National Intelligence Director James Clapper told the House Intelligence Committee, "I'm not sure how to make a call like that."
"It would be very, very situational dependent to render an assessment on how well we could secure any or all of the (weapons) facilities in Syria," he said.
A U.S. military attempt to secure Syria's large, dispersed arsenal of nerve and blister agents would have to be done with the backing of regional partner nations and other states, according to Clapper.

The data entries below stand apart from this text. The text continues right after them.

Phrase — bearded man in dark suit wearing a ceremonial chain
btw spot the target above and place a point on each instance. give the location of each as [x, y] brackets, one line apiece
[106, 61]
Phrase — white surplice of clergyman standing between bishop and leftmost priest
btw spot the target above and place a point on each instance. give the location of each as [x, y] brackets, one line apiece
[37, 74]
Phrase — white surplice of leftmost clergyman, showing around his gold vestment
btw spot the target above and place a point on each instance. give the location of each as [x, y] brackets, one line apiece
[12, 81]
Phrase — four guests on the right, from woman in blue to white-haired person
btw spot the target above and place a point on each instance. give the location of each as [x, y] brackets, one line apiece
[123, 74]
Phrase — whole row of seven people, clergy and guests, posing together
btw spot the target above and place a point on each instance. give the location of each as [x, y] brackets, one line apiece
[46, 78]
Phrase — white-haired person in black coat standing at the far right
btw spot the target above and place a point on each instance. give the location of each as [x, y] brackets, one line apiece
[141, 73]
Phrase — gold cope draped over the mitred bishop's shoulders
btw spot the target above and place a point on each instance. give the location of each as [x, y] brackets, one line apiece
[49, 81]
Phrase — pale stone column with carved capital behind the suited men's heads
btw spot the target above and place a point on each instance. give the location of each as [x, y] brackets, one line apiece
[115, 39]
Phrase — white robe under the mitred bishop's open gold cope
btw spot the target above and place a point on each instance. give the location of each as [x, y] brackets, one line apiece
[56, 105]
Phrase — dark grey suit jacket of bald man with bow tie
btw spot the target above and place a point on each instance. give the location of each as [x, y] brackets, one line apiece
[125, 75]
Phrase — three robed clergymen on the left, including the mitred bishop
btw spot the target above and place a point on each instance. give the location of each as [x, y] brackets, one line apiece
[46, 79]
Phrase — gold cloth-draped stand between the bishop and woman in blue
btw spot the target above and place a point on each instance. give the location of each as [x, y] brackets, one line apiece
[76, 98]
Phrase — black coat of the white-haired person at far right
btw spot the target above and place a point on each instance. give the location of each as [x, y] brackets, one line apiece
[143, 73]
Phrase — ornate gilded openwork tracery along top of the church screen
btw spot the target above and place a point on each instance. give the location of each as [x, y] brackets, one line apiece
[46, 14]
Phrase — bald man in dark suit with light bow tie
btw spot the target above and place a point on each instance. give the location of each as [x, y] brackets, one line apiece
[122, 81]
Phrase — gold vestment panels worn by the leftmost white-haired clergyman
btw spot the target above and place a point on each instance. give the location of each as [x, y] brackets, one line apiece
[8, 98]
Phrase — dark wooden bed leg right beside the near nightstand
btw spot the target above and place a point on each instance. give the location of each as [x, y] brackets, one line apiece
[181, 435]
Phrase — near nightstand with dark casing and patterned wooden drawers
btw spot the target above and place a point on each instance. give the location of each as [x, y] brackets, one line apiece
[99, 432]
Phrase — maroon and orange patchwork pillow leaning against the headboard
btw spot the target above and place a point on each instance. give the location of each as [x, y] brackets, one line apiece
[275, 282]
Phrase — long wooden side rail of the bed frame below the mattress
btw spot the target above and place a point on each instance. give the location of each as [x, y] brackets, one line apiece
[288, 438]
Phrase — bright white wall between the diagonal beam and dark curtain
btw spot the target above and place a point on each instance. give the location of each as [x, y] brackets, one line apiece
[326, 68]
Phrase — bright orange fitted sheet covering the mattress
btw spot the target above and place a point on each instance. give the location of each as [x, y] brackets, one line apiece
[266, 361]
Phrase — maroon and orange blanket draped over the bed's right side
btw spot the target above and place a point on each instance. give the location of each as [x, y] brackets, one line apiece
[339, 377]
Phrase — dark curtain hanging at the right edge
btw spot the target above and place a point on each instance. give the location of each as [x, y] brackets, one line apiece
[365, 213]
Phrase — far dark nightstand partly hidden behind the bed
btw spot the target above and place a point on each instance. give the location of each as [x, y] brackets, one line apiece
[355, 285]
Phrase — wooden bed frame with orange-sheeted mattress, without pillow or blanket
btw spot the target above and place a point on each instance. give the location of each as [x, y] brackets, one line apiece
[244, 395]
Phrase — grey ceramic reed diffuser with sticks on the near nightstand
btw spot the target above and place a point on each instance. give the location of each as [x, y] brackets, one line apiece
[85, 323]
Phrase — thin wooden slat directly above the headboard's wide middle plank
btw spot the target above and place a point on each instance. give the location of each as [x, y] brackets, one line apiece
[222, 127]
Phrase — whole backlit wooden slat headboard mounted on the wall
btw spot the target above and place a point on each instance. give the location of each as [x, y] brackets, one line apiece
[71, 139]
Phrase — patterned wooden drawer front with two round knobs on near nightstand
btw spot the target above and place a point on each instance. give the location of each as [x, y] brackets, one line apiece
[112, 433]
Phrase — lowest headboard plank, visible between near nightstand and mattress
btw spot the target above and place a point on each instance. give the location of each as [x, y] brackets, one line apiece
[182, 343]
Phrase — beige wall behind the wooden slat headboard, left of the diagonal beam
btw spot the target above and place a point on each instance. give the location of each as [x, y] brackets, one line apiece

The Defense Department is understood to have begun preparing an emergency response plan for destroying Syria's chemical warfare materials to ensure they are not used in the civil war or allowed to fall into militant hands. However, that planning has been paused as it now appears Damascus is not planning chemical attacks, according to The Hill.
Defense Secretary Chuck Hagel on Thursday informed the House Armed Services Committee that "we have not detected use of chemical weapons," the Washington Post reported. "Obviously, if that line is crossed, then we've got a different situation. Then you get into the next set of dimensions to this, if chemical weapons fall into the wrong hands."
Diplomats claim the West has concrete proof of an instance of chemical weapons use in Syria, Agence France-Presse reported on Thursday. "In one case we have hard evidence," a Western envoy said to journalists.
The United Nations has an team ready to deploy to Syria to investigate allegations by both the Assad regime and opposition forces of a chemical attack in March that killed about 30 people and injured many more in the town of Khan al-Assal. Disagreements with Damascus over whether the U.N. team will also investigate rebel allegations of a December chemical attack in Homs have led to an impasse.
"There are several examples where we are quite sure that shells with chemicals have been used in a very sporadic way," the diplomatic source asserted.
Issue experts have suggested that the Khan al-Assal incident might have involved a dangerous but lower-level chemical material such as chlorine.
In the event the U.N. team is allowed into Syria, investigators would use hand-held sensors to check the areas where alleged attacks took place for chemical residue. Biological samples from victims as well as water, air, and dirt would be collected and initially analyzed in an on-site transportable laboratory. The samples would then be transported to outside laboratories for more analysis, according to Reuters.
Damascus has requested that it be furnished with its own samples in order to cross-check the findings of the U.N. team.
Authorities in the village of Douma close to the Syrian capital said they have preserved the remains of six individuals killed in another alleged chemical assault. The Assad regime does not want the U.N. inquiry to go to Douma. There are also 32 survivors of the attack that have volunteered to be checked out by the U.N. team, according to a letter sent to the team leader, Swedish scientist Ake Sellstrom.